Overall, unwanted sexual contact occurs where students live, in the context of social events, and often alcohol is involved. The vast majority of incidents occur between UNH students and a perpetrator who is an acquaintance. Of the female victims surveyed, 85 percent report that someone they know committed the unwanted sexual intercourse.
"Colleges and universities around the country find this same percentage, yet the stereotype remains that the perpetrator is a stranger. We need to continue to educate the campus community that acquaintances are most likely to be the perpetrators against women," the report said.
Seven percent of the women surveyed reported an experience of unwanted sexual intercourse during the six-month survey period from September to February. Based on the responses, the researchers estimate that about half of these incidents involved force or the threat of force.
"Unwanted sexual experiences are not solely the result of lack of knowledge of consent or problems with miscommunication," according to report co-author Sally Ward, professor of sociology.
While there are similarities in the unwanted sexual experiences for men and women, the report authors note a number of contrasts.

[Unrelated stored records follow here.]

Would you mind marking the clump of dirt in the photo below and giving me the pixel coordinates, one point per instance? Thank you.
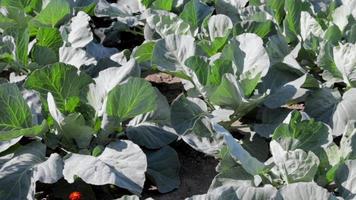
(197, 172)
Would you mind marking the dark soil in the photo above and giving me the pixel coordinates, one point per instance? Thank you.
(197, 172)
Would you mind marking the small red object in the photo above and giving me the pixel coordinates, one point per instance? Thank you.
(75, 196)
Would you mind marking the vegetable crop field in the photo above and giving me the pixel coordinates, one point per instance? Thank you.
(178, 99)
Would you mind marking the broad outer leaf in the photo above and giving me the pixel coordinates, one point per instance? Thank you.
(133, 98)
(189, 119)
(345, 60)
(80, 34)
(75, 56)
(327, 106)
(18, 176)
(301, 133)
(186, 112)
(15, 115)
(170, 53)
(294, 166)
(248, 55)
(152, 129)
(195, 12)
(14, 112)
(106, 81)
(71, 128)
(163, 169)
(348, 141)
(346, 179)
(4, 145)
(167, 23)
(54, 12)
(303, 191)
(63, 81)
(219, 26)
(249, 163)
(238, 192)
(308, 26)
(231, 95)
(230, 8)
(122, 163)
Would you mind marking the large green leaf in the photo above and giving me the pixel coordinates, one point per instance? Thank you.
(345, 179)
(345, 60)
(14, 112)
(329, 107)
(195, 12)
(303, 191)
(80, 33)
(230, 94)
(239, 192)
(248, 55)
(189, 119)
(152, 129)
(63, 81)
(166, 23)
(72, 128)
(238, 153)
(15, 115)
(54, 12)
(133, 98)
(300, 132)
(18, 176)
(122, 163)
(76, 57)
(230, 8)
(106, 81)
(293, 166)
(163, 169)
(291, 22)
(170, 53)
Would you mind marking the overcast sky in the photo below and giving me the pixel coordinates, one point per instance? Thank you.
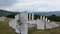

They found that the association of alcohol to an unwanted sexual experience is higher for women; women tend to be victimized by an acquaintance or friend while men are victimized by a date or romantic partner; and male victims are more likely than females to be victimized by a same-sex perpetrator.
Although incidents of both unwanted contact and unwanted intercourse declined from 1988 to 2000, since 2000 there has been little change in the percentage of students reporting these experiences. This calls for new and creative solutions across the community, according to the researchers.
"Unwanted sexual experiences occur in a variety of contexts across campus, so efforts to continue to address the problem must be directed at this variety of contexts. There is no simple answer," Ward said.